Jessica L. “Jess” Friedman may not know where she’ll be in five years, but no one can doubt her navigational skills. Between her sailing abilities, GPS mapping systems experience and a highly developed sense of place and purpose, she’ll get wherever she’s headed.
Friedman, who grew up in Durham, N.C., graduates with a bachelor’s degree in earth and planetary sciences in Arts & Sciences and an impressive list of awards and accomplishments, including twice receiving the distinguished Morris K. Udall Scholarship and an honorable mention on USA Today’s 2007 All-USA College Academic Team.
Along the way, her educational experiences on campus as part of the Pathfinder Program for Environmental Sustainability in Arts & Sciences have been augmented by a number of off-campus and international educational and research opportunities.
Those opportunities included an “education at sea” experience that took her to the South Pacific, an interdisciplinary course to study geological and ecological processes in the Mojave Desert and two summers (and an honors thesis) studying soil loss in Croatia.
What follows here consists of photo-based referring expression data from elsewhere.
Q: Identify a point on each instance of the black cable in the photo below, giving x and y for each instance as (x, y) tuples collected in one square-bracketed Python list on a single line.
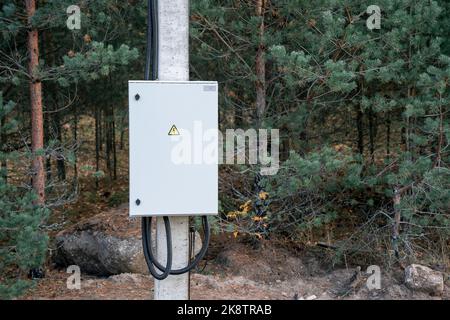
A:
[(151, 73), (151, 63), (147, 246), (198, 257)]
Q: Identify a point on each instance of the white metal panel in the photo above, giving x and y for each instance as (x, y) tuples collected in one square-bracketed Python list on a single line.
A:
[(158, 185)]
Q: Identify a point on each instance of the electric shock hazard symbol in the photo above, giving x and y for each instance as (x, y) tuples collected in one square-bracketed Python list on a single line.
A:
[(174, 131)]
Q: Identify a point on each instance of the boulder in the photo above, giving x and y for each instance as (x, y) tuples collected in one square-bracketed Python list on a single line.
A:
[(421, 278), (104, 245)]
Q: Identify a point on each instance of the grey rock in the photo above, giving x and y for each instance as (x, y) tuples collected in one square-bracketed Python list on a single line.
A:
[(421, 278), (102, 254)]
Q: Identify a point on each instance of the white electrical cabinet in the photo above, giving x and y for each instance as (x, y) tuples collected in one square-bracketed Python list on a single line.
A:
[(173, 148)]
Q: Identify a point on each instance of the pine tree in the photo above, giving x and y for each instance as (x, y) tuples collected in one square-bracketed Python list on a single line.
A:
[(23, 245)]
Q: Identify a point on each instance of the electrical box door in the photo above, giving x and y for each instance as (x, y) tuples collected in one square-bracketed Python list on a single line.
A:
[(174, 148)]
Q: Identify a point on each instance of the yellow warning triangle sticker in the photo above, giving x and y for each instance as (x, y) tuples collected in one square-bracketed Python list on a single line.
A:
[(174, 131)]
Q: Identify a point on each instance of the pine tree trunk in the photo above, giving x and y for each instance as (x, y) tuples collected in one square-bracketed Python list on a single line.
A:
[(359, 127), (97, 143), (37, 126), (388, 136), (260, 64), (372, 134), (113, 142), (3, 141), (75, 138), (60, 163)]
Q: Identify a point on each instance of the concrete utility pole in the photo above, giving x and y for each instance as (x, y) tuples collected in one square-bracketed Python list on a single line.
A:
[(173, 20)]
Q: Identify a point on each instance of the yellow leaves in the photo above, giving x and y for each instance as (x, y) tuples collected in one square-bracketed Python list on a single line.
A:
[(258, 235), (87, 38), (263, 195), (246, 207), (232, 215), (259, 219)]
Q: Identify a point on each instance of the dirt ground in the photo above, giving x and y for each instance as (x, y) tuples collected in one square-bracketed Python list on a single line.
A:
[(241, 273)]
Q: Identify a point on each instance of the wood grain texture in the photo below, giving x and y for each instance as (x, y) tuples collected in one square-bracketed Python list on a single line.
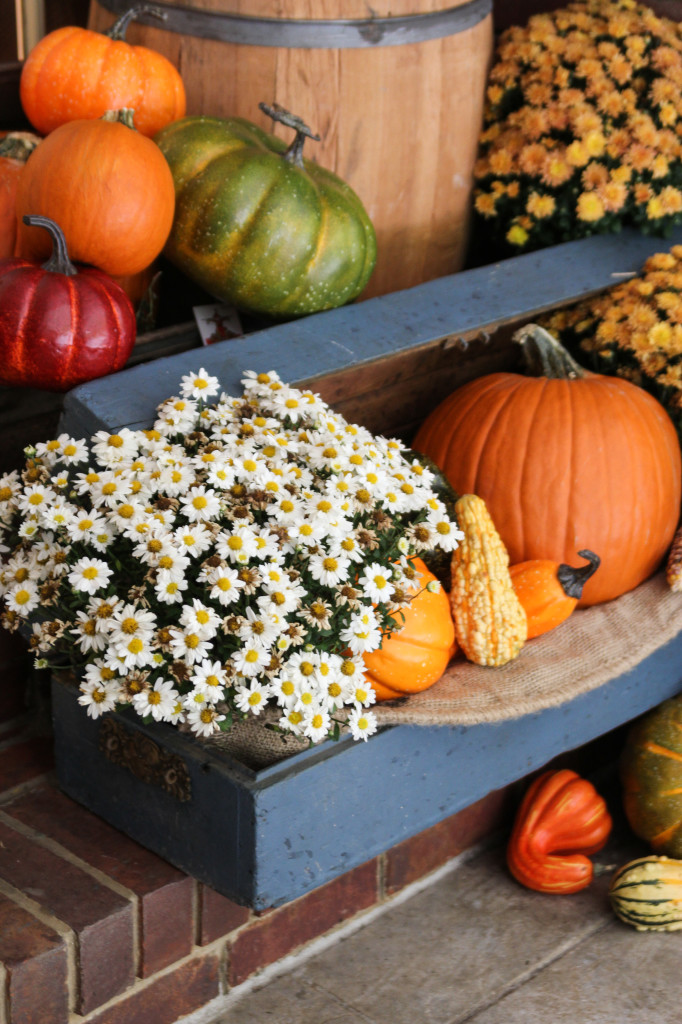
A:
[(399, 124)]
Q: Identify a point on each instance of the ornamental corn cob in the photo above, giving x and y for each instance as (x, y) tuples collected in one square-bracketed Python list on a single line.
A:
[(489, 622)]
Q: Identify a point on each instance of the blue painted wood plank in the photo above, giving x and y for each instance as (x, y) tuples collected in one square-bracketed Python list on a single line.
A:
[(265, 838), (360, 333), (408, 778)]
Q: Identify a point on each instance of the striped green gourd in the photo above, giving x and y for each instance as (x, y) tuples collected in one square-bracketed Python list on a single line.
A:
[(647, 894)]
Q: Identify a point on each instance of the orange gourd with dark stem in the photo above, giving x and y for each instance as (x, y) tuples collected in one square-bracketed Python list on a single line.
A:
[(74, 73), (564, 459), (549, 592), (416, 656), (561, 820), (110, 189)]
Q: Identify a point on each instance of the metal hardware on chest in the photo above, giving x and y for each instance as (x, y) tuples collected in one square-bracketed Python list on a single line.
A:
[(312, 33), (144, 759)]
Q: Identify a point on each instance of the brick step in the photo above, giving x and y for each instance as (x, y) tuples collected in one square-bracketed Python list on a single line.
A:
[(93, 924)]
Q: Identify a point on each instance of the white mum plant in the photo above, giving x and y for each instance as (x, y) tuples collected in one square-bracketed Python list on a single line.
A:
[(241, 555)]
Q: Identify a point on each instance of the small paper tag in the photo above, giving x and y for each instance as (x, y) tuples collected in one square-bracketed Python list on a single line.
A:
[(217, 322)]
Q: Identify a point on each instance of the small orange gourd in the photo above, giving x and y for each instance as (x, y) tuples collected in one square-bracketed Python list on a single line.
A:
[(415, 656), (550, 591), (75, 73), (561, 820)]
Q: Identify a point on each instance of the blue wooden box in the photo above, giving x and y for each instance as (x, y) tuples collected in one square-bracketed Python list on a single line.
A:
[(264, 837)]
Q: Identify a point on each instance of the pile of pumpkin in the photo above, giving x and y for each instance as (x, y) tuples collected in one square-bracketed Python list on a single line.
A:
[(119, 175), (562, 821), (550, 464)]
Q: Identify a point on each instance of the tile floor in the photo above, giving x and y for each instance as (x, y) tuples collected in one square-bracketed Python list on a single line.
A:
[(476, 946)]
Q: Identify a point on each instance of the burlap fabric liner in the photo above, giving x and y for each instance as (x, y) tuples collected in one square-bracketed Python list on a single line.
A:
[(590, 648), (593, 646)]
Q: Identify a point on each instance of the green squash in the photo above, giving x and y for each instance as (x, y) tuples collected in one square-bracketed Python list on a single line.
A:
[(651, 777), (259, 226)]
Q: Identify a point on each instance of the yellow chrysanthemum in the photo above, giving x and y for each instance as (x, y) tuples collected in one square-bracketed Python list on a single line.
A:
[(589, 207)]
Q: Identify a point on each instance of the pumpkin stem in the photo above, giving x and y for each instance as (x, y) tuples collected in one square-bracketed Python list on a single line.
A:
[(544, 356), (120, 27), (295, 152), (58, 261), (124, 116), (18, 145), (572, 580)]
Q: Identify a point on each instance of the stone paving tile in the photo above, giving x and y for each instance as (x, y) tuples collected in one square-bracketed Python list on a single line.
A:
[(456, 946), (620, 976), (290, 1000)]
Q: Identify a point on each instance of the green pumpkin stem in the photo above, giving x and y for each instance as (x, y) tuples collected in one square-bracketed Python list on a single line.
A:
[(544, 356), (572, 580), (120, 27), (18, 145), (124, 116), (295, 152), (58, 261)]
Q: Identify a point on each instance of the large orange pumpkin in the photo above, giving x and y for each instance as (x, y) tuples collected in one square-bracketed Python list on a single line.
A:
[(75, 73), (564, 461), (416, 656), (110, 189), (15, 147)]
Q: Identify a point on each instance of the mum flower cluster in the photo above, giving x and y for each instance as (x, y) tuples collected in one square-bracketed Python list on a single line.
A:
[(583, 129), (240, 555), (634, 331)]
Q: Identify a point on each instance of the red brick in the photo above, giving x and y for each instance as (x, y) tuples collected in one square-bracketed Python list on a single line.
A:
[(219, 915), (269, 938), (415, 857), (177, 993), (36, 961), (24, 761), (101, 921), (166, 895)]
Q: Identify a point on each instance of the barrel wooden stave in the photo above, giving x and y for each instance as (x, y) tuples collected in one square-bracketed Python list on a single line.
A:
[(399, 124)]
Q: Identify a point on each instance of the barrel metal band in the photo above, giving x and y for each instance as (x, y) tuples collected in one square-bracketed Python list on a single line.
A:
[(311, 33)]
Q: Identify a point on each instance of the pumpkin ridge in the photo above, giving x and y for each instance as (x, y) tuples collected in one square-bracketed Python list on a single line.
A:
[(662, 751)]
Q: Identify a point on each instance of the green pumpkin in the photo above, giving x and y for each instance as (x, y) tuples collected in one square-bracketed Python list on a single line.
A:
[(259, 226), (651, 776)]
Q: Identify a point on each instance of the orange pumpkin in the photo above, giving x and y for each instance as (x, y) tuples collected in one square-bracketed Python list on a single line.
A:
[(75, 73), (15, 147), (414, 657), (564, 460), (110, 189)]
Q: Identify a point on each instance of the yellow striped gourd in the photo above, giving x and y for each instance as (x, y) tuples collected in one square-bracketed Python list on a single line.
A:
[(647, 894)]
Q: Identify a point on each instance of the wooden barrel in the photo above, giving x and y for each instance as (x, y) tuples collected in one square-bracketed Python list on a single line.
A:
[(396, 97)]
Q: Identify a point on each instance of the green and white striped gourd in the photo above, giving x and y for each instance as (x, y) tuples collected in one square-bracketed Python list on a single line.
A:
[(647, 894)]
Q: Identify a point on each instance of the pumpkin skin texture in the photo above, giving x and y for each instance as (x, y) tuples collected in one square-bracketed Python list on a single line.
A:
[(15, 148), (647, 894), (109, 188), (74, 73), (561, 820), (565, 463), (651, 777), (260, 230), (549, 593), (58, 326), (416, 656)]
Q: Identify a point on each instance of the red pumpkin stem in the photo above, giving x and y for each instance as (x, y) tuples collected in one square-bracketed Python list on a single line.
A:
[(544, 356), (58, 261), (572, 580), (295, 152), (120, 27)]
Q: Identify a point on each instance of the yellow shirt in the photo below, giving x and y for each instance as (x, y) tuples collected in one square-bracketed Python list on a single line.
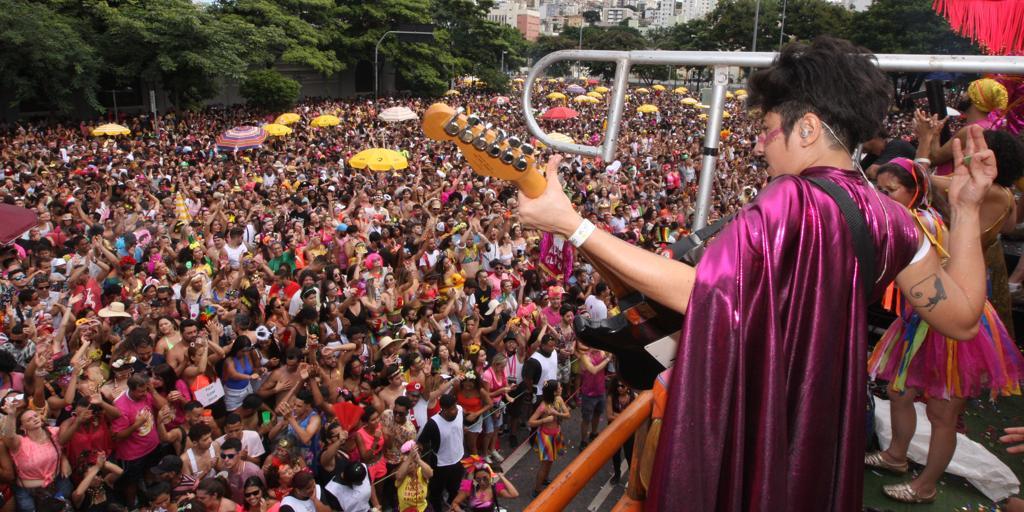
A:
[(413, 493)]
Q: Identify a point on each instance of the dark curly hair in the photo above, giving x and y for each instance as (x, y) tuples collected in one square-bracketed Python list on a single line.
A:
[(1009, 153), (833, 78)]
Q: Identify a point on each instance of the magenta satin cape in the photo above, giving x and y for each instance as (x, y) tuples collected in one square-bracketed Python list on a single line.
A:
[(767, 399)]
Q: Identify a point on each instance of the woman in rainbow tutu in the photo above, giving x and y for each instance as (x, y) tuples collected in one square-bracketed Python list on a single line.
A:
[(919, 361)]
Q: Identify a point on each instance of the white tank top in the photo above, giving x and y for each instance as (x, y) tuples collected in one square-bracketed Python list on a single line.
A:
[(195, 463), (420, 415), (549, 368), (351, 499), (451, 451)]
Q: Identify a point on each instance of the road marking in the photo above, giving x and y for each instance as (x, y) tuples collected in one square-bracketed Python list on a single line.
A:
[(606, 489)]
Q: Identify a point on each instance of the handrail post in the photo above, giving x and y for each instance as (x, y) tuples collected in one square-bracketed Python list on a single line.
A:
[(564, 487)]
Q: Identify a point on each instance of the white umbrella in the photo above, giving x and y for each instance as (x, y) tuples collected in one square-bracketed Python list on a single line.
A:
[(397, 115)]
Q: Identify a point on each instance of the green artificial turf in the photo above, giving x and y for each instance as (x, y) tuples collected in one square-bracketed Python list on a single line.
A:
[(985, 422)]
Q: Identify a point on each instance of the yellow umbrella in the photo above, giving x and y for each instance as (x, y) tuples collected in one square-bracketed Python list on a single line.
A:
[(287, 119), (110, 129), (379, 160), (558, 137), (325, 120), (276, 130)]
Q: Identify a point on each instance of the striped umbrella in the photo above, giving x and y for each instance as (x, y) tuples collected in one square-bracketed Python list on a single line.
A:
[(110, 129), (397, 115), (242, 137), (325, 120), (287, 119)]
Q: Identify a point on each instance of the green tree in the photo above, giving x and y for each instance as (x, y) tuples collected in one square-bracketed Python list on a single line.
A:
[(907, 27), (269, 89), (43, 56), (475, 44), (297, 32), (177, 44)]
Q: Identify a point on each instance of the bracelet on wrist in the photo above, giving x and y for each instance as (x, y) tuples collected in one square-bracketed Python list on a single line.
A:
[(583, 231)]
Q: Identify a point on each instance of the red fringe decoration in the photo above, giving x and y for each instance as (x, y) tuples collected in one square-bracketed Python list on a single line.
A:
[(996, 25)]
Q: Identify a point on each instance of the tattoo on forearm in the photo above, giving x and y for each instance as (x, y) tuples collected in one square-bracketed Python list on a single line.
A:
[(928, 293)]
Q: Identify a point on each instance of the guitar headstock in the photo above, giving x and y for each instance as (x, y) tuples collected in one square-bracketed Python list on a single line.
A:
[(489, 152)]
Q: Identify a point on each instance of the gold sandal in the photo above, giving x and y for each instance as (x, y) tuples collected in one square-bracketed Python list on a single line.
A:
[(877, 460), (904, 493)]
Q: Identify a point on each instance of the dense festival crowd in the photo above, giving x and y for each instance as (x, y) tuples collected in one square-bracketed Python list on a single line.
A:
[(189, 328)]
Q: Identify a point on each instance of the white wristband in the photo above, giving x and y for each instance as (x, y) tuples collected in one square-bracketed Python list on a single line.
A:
[(583, 232)]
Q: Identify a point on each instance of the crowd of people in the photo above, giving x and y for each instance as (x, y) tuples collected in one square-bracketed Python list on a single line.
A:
[(190, 328)]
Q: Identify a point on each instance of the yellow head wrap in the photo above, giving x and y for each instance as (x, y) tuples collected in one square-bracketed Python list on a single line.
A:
[(987, 95)]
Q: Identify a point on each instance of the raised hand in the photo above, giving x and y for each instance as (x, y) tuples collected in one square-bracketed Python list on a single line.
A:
[(552, 211), (973, 172)]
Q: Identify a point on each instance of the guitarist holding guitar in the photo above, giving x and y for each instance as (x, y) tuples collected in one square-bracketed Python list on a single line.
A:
[(766, 401)]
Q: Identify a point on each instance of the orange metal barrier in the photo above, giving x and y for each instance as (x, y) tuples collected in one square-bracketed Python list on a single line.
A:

She already has contributed to several professional presentations on soil erosion with her mentors in earth and planetary sciences, who recognized her abilities early on.
“Jess has a wide-ranging mind and a real passion not just for the acquisition of knowledge, but for its application,” says Jennifer R. Smith, Ph.D., assistant professor of earth and planetary sciences. “From the first time I encountered her, she’s been excellent at synthesis, at reconciling multiple lines of evidence and making a coherent whole out of disparate parts. She’s also always more than willing to try something new, which has resulted in her having a remarkable breadth of experience.”
When Smith said she needed someone to go to Croatia with her, Friedman had no hesitation. She went for two summers, working on an archaeological-geological project and becoming adept at using Global Positional Systems to create detailed maps.
“I wore this GPS unit on my back that looks like I’m communicating with aliens, but what I’m actually doing is communicating with satellites,” she says.
Her next global adventure led her to a six-week sailing trip from Tahiti to Hawaii aboard a 135-foot schooner. On the voyage, during which she learned to sail and perform all the operations of the boat, she designed and implemented a research project on the mixing of saltwater and rainwater and its relation to weather conditions and El Niño. She had little previous sailing experience, but she took to it quickly.
“There were people who wanted off, but there was a core group of us that just really fell in love with it,” she says. “I stayed on for a few days at the end and just helped them get ready for the next batch of students that were coming on, tightening knots and making sure all the rigging was stable.”
College of Arts & Sciences
As focused and driven as Friedman is about her academic and research interests, she’d perhaps be forgiven if she found little time in her day to help others. But that wouldn’t be her.
She serves as a teaching assistant and peer adviser in a campus program called Women in Science, which she designed and facilitated with Barbara A. Baumgartner, Ph.D., associate director and senior lecturer in Women and Gender Studies, and Regina F. Frey, Ph.D., senior lecturer in chemistry and director of The Teaching Center, all in Arts & Sciences.
Friedman also has been heavily involved in the Sexual Assault and Rape Anonymous Helpline as a trainer and facilitator.
Indeed, Friedman is putting graduate school on hold to help others. She has been accepted into Teach For America and will be teaching middle school or high school math in the Mississippi Delta.
She believes that working with the non-profit organization will give her the opportunity to connect her passions for the environment, education and justice.
As a teenager, Friedman attended The North Carolina School of Science and Mathematics — which draws students from all socio-economic backgrounds — and discovered that many students from rural areas were disadvantaged in math and science.
“Because I was exposed to that, it was just really important to me to teach in a rural area,” she says.
So what course will Friedman have navigated in five years? Nothing’s clear except one thing: She will have relished the journey of discovery along the way.